If you’ve ever been left wondering whether a work incident constituted illegal discrimination, you are certainly not alone. Federal and state laws make it very clear that employers and potential employers cannot discriminate based a person’s race, gender, age, disability or other protected status.
That being said, proving that an employer’s actions were discriminatory can be difficult. As a matter of course, companies often try to avoid saying any more than necessary when it comes to a work-related decision like hiring, firing, failing to hire and disciplining employees. This gives them legal cover if someone later tries to pursue a discrimination claim.
A good example is pregnancy discrimination, which is an all-too-common problem. Many women have experienced a demotion, layoff or allegedly performance-related firing after they disclosed their pregnancies. While the timing is suspicious, it is usually not enough evidence to prove discrimination.

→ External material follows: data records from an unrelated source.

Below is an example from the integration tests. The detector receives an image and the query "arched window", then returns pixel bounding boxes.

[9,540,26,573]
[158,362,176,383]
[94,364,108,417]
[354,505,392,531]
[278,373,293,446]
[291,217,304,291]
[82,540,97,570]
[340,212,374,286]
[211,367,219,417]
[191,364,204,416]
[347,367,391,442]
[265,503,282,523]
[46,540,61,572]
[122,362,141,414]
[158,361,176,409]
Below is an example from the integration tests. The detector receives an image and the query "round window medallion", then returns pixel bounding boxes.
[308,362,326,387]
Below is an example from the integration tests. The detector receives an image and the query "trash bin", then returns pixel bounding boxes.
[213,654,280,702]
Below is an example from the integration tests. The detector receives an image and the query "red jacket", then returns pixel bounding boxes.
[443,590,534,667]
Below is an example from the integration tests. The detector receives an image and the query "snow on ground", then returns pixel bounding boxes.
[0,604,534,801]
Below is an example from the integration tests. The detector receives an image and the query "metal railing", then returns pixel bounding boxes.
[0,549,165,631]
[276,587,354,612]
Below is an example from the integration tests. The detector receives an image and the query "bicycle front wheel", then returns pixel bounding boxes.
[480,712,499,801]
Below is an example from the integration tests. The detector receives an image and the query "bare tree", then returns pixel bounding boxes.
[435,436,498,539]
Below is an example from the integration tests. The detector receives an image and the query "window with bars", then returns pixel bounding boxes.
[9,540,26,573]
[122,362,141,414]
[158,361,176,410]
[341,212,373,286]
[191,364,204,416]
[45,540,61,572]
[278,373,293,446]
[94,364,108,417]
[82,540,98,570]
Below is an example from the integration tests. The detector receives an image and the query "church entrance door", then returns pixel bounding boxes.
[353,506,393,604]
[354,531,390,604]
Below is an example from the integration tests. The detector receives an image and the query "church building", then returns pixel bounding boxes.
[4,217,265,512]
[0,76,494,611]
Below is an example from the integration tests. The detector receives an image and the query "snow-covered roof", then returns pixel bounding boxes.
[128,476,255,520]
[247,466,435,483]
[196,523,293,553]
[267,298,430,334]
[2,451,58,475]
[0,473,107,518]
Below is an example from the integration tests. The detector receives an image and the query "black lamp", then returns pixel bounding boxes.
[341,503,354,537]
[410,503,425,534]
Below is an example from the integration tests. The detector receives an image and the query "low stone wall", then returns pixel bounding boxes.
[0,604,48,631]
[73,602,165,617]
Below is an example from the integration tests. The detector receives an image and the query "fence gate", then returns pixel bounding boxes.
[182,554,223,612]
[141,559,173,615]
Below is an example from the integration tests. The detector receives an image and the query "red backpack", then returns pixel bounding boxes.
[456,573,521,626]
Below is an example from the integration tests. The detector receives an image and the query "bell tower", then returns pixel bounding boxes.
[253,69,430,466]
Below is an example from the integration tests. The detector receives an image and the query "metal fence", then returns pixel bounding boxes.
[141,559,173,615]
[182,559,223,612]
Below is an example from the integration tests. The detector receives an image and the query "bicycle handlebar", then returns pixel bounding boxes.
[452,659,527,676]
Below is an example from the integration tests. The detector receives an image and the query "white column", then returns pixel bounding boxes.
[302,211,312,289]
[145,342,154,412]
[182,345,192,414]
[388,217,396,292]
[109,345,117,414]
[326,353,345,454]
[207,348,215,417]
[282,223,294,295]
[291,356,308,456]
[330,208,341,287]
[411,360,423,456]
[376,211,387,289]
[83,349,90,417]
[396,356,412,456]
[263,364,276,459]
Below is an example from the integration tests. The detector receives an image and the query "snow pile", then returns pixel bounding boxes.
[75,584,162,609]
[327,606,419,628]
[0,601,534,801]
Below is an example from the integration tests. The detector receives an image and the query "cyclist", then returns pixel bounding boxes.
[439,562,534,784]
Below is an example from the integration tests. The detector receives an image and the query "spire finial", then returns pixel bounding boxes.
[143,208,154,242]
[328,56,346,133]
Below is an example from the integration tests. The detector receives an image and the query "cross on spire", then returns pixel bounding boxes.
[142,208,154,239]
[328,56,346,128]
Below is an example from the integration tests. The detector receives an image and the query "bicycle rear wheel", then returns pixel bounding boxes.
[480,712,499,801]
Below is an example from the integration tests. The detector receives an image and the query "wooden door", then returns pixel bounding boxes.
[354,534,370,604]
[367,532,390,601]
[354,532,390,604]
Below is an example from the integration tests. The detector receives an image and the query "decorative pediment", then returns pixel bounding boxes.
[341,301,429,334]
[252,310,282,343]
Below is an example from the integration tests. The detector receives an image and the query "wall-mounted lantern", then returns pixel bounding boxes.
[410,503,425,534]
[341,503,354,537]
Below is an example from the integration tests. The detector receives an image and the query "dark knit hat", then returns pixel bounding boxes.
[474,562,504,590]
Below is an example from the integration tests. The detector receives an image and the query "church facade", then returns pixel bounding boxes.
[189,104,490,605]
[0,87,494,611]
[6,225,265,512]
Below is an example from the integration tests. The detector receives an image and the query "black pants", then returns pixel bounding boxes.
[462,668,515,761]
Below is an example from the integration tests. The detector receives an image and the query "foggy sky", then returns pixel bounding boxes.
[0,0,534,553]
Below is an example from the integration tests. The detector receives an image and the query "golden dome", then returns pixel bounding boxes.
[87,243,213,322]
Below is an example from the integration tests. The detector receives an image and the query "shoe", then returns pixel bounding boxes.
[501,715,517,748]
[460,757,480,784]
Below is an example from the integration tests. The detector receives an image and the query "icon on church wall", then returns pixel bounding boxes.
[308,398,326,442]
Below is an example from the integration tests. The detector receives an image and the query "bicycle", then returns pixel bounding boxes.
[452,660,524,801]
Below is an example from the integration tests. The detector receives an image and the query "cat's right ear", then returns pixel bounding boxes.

In a recent New York Times advice column, a reader wrote about her experiences applying for a great new job. The employer seemed very interested, but she had not yet been offered the job. As a courtesy, she disclosed her pregnancy. A short time later, she was told that she didn’t get the job because of her inability to relocate. She may never know whether that was the real reason or not.
There’s no “perfect time” to disclose a pregnancy to a potential or current employer. It needs to be a personal decision based on the unique situation. In the case mentioned above, the woman could have waited until after a job offer had been made (or not made) to mention her pregnancy. If the offer had been rescinded after learning of the woman’s pregnancy, the case for discrimination would likely have been much stronger.
Proving employment discrimination is not always easy, but that shouldn’t deter you from seeking justice. An experienced employment law attorney can carefully examine the details of your complaint to better help you assess your legal rights and options.